STEAM (science, technology, engineering, art and mathematics) subjects play a crucial role in preparing the next generation of the global workforce, but engagement in these subjects is unfortunately still lagging. According to the Institution of Engineering and Technology (IET), children’s interest in these subjects is declining, with passion for science among 9 to 12-year olds falling 10%, and interest in design and technology falling by 12%.
The research also surveyed primary and secondary teachers and found that among the obstacles in engaging pupils in these subjects are poor resources (57%) and a lack of classroom interest (42%). However, with the constant growth rate of STEAM jobs, demand for these skillsets is high. It’s therefore important for teachers to adopt new solutions to improve STEAM subject engagement.
Time for new tools
There are several studies showing how 3D printing can improve vital skills required to excel in STEAM subjects. For example, the University of Arkansas studied 6th grade students from five different schools to see how 3D printing improved their visualisation, followed by a Q&A exam. The study revealed significant improvements from those schools that used 3D printing.
The research also provided evidence that students who retained new visualisation skills were able to complete the questions more successfully following the experiment. This is a clear indication that it’s time for schools to adopt new practical tools to help students feel more engaged and hands-on.
Create an engaging environment
One of the biggest obstacles is that these subjects can sometimes be dry and unengaging for students, and therefore pose difficulties for teaching complex topics. It’s also hard for teachers to get creative in these types of scenarios. This is where 3D printing can be play a huge role. It can offer an engaging environment for goal-oriented, project-based learning while developing critical, creative problem-solving skills using real life scenarios.
By bringing STEAM subjects to life, students will have the opportunity to explore different concepts and potentially develop a passion for pursuing a STEAM-led career. The benefits from learning these core subjects are mirrored by the benefits seen in educational 3D printing. At an early age, students need to be engaged in their learning and taught in ways that can hold their attention – like social media and gaming. The easiest way to do this is to make it fun and interesting.
Get the class involved
By using 3D printing, teachers can introduce students to an interactive, innovative way of learning STEAM subjects, encouraging creativity and experimentation, as well as showing them how to apply their skills to real-life situations. But it’s important that teachers get involved and act as an example.

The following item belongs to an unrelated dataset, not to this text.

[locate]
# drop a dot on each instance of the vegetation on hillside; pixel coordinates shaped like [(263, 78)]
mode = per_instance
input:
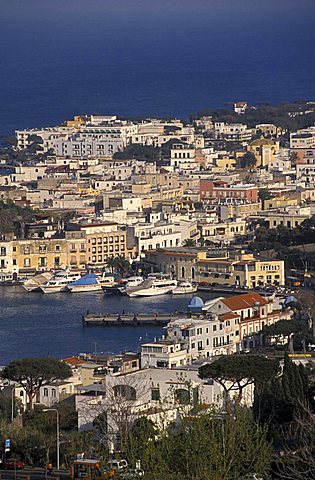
[(267, 113)]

The hands-on exploration of objects that are usually not available in a traditional classroom gives students the opportunity to discover their talents, and develop their personal resources for critical thinking and adaptation.
Overall, the use of 3D printing in classrooms can allow students to learn in interactive and innovative ways, encouraging creativity and experimentation while showing pupils how to apply their skills to real-life situations.